= Sally Walsh =

American interior designer

Sally Walsh (April 1, 1926 – January 12, 1992) was an American interior designer best known for her work in the Houston area in the "contemporary" style of the period. She is credited for "convincing Houston’s corporations and institutions to embrace modernity through the sheer force of her personality and the power of her design". She was inducted into the Interior Design Hall of Fame in 1986. Walsh was Partner in Charge at S. I. Morris Associates from 1971 to 1978.

==Early life and training==
Walsh was born in Inspiration, Arizona, on April 1, 1926. From ages 6 to 10, she attended schools at the Anaconda Mining Camps where her father worked, and graduated from high school in Sioux Falls, South Dakota.

She attended Augustana College, but dropped out because she was bored with the course. Moving to Chicago, at the age of 19 landed a job with Hans Knoll, the co-founder of a major design company and furniture manufacturer. She recalled that, during her six years as Knoll's assistant, she "typed, walked the sheep dog, waited on customers in the showroom, watched Hans present one incredible Planning Unit project after another, called on architectural firms in five states, cut thousands of perfect rectangles out of fabrics and pasted them on plans, flew to Manila to find out why Knoll furniture was arriving in Japan with spool legs, designed spaces, found showroom sites in San Francisco, kept a sharp eye out for imaginative furniture/textiles, decorated the Christmas tree with cookies flown in from Germany, and cried when [she] displeased the fifth God—Hans." Her responsibilities gradually grew until she was manager of a department.

==Career==
In 1955, she moved to Houston and planned to open a Knoll office there, but Hans Knoll died before these plans took form. After forming her own shop, she was hired by Wilson Stationery & Printing, where she brought in a Knoll dealership. Walsh practiced interior design while at Wilson and introduced modern furniture to Houston. The interior design she completed during this stage of her career included the Schlumberger offices; a 1968 Rodin exhibit for The Museum of Fine Arts, Houston; and The University Center Building at the University of Houston. She retained a connection with Knoll, designing the interior of Knoll International's Houston showroom.

In 1971, Walsh joined S. I. Morris Associates as Partner in Charge of Interior Design. Walsh designed the interiors for Houston's first open office building, which was published in the April 1974 issue of Interior Magazine. She also designed the interiors for the Braniff International Airways Headquarters and the Rice Memorial Center at Rice University. During this period, she also designed the interior of Houston's Central Public Library, a design lost through a remodelling project in 2008.

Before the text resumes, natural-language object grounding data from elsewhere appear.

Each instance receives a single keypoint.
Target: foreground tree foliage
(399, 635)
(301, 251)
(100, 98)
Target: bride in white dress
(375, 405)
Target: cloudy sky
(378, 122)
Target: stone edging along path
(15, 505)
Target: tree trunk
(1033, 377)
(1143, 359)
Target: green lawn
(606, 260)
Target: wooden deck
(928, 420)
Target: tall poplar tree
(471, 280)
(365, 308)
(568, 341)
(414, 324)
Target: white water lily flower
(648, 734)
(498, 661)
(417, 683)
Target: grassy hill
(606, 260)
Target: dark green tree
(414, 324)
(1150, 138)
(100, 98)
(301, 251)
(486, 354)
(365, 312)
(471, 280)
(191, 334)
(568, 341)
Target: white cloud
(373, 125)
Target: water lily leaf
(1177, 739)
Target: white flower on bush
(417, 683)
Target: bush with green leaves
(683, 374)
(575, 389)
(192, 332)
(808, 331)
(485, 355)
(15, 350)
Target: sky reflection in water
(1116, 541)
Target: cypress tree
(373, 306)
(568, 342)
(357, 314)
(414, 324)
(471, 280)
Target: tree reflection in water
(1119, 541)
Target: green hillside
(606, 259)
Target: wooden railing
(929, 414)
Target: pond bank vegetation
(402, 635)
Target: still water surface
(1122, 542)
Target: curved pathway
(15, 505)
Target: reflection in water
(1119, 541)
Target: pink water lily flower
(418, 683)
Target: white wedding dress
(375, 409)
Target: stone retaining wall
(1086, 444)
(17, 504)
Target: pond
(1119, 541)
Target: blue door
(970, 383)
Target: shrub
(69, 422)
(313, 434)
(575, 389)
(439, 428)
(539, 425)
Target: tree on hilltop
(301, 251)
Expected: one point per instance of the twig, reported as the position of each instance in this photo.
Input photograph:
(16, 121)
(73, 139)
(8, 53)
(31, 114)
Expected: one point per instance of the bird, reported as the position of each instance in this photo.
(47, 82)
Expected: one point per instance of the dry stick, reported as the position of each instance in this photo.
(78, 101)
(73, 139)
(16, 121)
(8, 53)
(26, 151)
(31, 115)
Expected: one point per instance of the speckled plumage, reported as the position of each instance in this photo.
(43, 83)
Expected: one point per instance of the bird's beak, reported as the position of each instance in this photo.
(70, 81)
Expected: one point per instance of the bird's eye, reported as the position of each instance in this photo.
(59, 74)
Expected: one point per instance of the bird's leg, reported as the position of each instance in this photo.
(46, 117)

From 1980, she worked independently. In 1986, she was inducted in the Interior Design Hall of Fame, the first Houstonian to be admitted. She died from leukaemia on January 12, 1992. Her name is recognized by many because of the lecture series endowed by Raymond Brochstein and named in her honor, as she "brought modern design to Houston and became an inspiration to a whole generation of Houston architects and designers." Her prototype for an executive desk is held by the MFAH.